Estos canales de Telegram de diversa procedencia, pero no oficiales, publicaron vídeos que muestran fragmentos de munición no identificada con una estructura inusual. Ni Kiev ni Moscú han confirmado formalmente su despliegue en el frente.
Cortocircuitos por todas partes
Según el medio especializado Defense Express, varios drones fueron equipados con bombas de grafito durante los ataques aéreos nocturnos del 6 de abril. Serían los drones de ataque profundo FP-1 o los drones de ataque de alcance medio FP-2, producidos por Fire Point.
Estas bombas están equipadas con cargas útiles no convencionales diseñadas para destruir infraestructura crítica, pero sin destruirla físicamente. En concreto, se trata de bombas de racimo, es decir, compuestas por varias decenas de pequeñas submuniciones rellenas de cintas especiales de grafito.
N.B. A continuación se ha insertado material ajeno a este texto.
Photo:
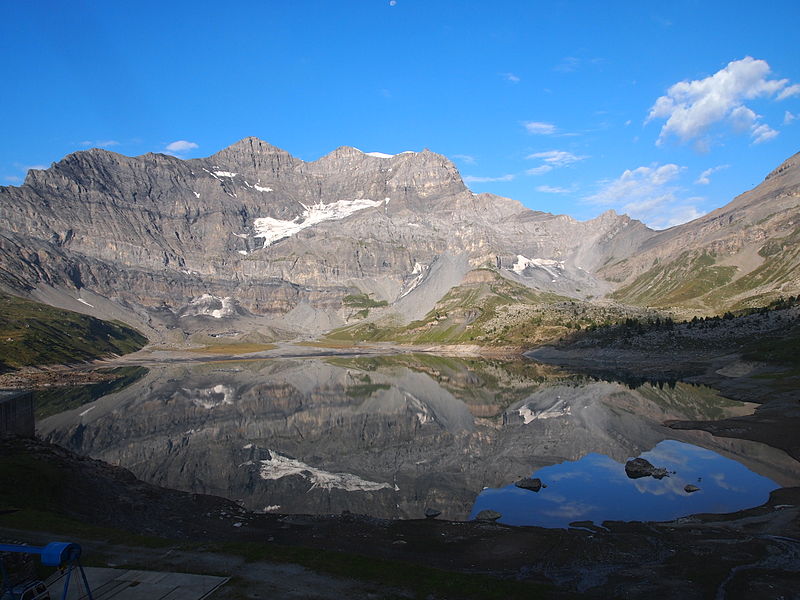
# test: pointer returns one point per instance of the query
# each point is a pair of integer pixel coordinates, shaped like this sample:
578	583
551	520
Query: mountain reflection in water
596	488
393	435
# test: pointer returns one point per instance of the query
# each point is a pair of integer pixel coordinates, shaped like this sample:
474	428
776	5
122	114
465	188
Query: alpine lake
394	436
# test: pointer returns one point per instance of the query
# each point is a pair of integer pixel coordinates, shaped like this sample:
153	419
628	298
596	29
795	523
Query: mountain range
254	243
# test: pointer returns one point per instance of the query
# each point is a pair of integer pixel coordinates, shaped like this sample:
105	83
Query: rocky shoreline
753	553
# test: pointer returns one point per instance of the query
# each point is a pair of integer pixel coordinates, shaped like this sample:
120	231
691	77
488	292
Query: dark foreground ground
750	554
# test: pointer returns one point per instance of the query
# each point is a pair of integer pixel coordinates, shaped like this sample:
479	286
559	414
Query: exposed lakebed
392	436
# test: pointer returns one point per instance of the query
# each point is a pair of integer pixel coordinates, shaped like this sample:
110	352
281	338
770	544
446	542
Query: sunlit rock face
387	436
153	234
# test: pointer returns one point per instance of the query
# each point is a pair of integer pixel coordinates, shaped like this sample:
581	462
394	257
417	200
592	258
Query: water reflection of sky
596	488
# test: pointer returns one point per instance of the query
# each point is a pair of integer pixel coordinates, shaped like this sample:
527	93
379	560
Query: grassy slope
490	310
37	334
693	280
468	313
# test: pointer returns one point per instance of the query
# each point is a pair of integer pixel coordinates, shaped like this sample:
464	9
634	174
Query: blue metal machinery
54	554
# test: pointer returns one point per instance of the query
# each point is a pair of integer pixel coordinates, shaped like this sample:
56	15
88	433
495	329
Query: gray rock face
488	516
640	467
263	233
533	485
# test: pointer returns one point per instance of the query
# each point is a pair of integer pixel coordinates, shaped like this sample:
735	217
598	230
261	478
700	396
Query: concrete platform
125	584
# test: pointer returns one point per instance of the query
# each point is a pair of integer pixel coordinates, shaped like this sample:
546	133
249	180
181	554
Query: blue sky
661	110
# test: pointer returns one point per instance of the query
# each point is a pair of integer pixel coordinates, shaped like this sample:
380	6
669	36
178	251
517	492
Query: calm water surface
393	435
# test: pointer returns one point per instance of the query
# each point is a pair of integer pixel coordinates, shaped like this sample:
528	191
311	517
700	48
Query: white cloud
792	90
557	158
649	194
539	128
100	143
473	179
549	189
762	133
541	170
181	146
568	64
691	108
705	176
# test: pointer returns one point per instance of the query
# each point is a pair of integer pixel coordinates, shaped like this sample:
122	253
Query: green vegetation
55	400
681	282
476	312
37	334
782	258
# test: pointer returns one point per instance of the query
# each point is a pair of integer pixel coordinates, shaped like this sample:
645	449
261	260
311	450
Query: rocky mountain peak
253	155
790	168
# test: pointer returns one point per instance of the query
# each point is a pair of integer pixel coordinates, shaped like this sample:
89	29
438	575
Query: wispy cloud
568	64
539	128
792	90
180	146
691	108
557	158
540	170
649	194
705	176
99	143
552	159
465	158
473	179
549	189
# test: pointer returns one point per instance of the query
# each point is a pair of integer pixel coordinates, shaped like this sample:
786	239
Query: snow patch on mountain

Debido a que el grafito conduce la electricidad, puede provocar cortocircuitos cuando entra en contacto con líneas eléctricas, transformadores y otros sistemas eléctricos.
El uso de cargas útiles a base de grafito representaría un cambio hacia métodos no cinéticos para atacar la infraestructura, lo que permitiría neutralizar los sistemas sin causar una destrucción material generalizada ni víctimas civiles.
Esta sigue siendo un arma muy rara en el frente. Estados Unidos utilizó el mismo tipo de bombas, llamadas BLU-114 “Blackout Bombs”, durante sus operaciones en Irak a principios de los años 1990 y en Yugoslavia en 1999.